Maybe you realize one or more of your customer personas don’t make sense after developing a clear picture of each segment. Perhaps their goals, motivations, and pain points don’t align with your brand. It’s okay to discard irrelevant personas and focus on developing those that help you target the most valuable customer segments.
Using what you've learned, create your personas one by one with the most actionable and noteworthy characteristics. Each profile should include demographic and behavioral information and a short biography. Find a stock photo to help your team visualize your persona and add it to your personas' respective profiles.
At this point, you should have a rough draft of a realistic profile of someone you might see buying your products. Each persona should be relatively short, with the bio taking up no more than three to four sentences and the behavioral information listed as adjectives.
The longer your persona is, the less likely your team members will read it. Still, it should be compelling enough to be memorable. Consider including a short quote from one of the initial interviews that epitomizes your persona in your document.

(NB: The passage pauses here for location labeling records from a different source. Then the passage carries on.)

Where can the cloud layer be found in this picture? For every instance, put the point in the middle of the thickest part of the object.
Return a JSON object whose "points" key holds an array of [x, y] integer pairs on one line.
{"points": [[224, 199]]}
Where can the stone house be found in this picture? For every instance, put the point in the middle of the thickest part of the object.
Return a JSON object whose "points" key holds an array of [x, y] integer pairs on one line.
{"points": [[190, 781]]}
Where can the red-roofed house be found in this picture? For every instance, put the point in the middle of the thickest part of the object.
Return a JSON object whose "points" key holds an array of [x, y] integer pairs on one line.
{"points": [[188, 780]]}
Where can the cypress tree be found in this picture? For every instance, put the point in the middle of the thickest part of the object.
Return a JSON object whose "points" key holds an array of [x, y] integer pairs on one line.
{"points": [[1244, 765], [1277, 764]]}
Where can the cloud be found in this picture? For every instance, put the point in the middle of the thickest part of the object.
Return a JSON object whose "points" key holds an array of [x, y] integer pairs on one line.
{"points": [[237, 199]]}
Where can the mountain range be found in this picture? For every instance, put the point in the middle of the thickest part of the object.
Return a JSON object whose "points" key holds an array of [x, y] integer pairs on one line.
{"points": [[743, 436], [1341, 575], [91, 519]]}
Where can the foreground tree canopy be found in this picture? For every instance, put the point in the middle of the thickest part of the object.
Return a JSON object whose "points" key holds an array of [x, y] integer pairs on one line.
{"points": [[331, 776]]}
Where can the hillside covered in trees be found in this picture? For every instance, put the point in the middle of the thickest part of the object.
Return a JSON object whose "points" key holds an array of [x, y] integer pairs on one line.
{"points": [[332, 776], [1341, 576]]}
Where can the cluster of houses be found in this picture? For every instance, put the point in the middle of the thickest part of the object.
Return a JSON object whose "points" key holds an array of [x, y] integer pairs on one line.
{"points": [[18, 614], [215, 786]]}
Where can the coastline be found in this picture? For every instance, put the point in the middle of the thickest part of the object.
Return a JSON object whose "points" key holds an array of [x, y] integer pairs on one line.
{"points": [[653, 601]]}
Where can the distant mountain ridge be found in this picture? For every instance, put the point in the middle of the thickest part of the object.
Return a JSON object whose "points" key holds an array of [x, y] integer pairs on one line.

When you've developed a few complete personas, share them with sales, marketing, and product team members, and solicit feedback. Work alongside your colleagues, especially long-tenured ones, before finalizing your personas to gather insights you may have missed.
By taking this approach, you may gain some needed buy-in for your efforts, making it more likely that your organization will adopt your customer personas as intended.
Once you've finalized your customer personas, it’s time to craft targeted messaging. Consider how you'd communicate with them across multiple channels. Use marketing and sales appeals to engage them in light of their goals, motivations, and pain points.
Review your pricing and distribution strategies to determine whether you need to make adjustments. Work with your product teams to identify ways to improve your product's appeal in light of what you've learned.
Customer personas can be a tremendously helpful guide for crafting marketing and sales content, improving your odds of it connecting with customers.
Continue to test how your marketing campaigns resonate with your target audience, as your customers and their needs will change over time. Periodically revisit and update your customer personas to ensure they are still optimal.
If you review and update them every six months, you won't need the same extensive amount of market research. You can also be much more confident that they’ll capture the changing dynamic of your customer base.
An effective consumer persona includes:
Relevant demographic information
The goals the persona wants to achieve
Personal characteristics that drive those goals
The challenges they face
What influences them when they attempt to achieve their goals/address their challenges
A persona may include more or less of these components. What's important is they implore actionable and relevant data as conversation devices in customer strategy discussions.
A persona is a fictional composite of an existing customer segment. Businesses use customer personas to craft mass marketing messages that appeal to their target audience.
Simply put, a customer persona is a fictional person that represents the whole or part of your customer base.
A product or user persona is a fictional representation of a product's users. It typically includes relevant demographic and behavioral information. It helps business product teams better understand what features are important to existing and prospective customers.
Marketing and sales teams also find product personas helpful to craft messaging to distinguish their products from competing ones.
Developing a product persona is similar to developing a customer persona. Beyond representative demographic data, you'll need to obtain or conduct market research to understand how your product's users are using it, what problems it solves, and why they chose to use it.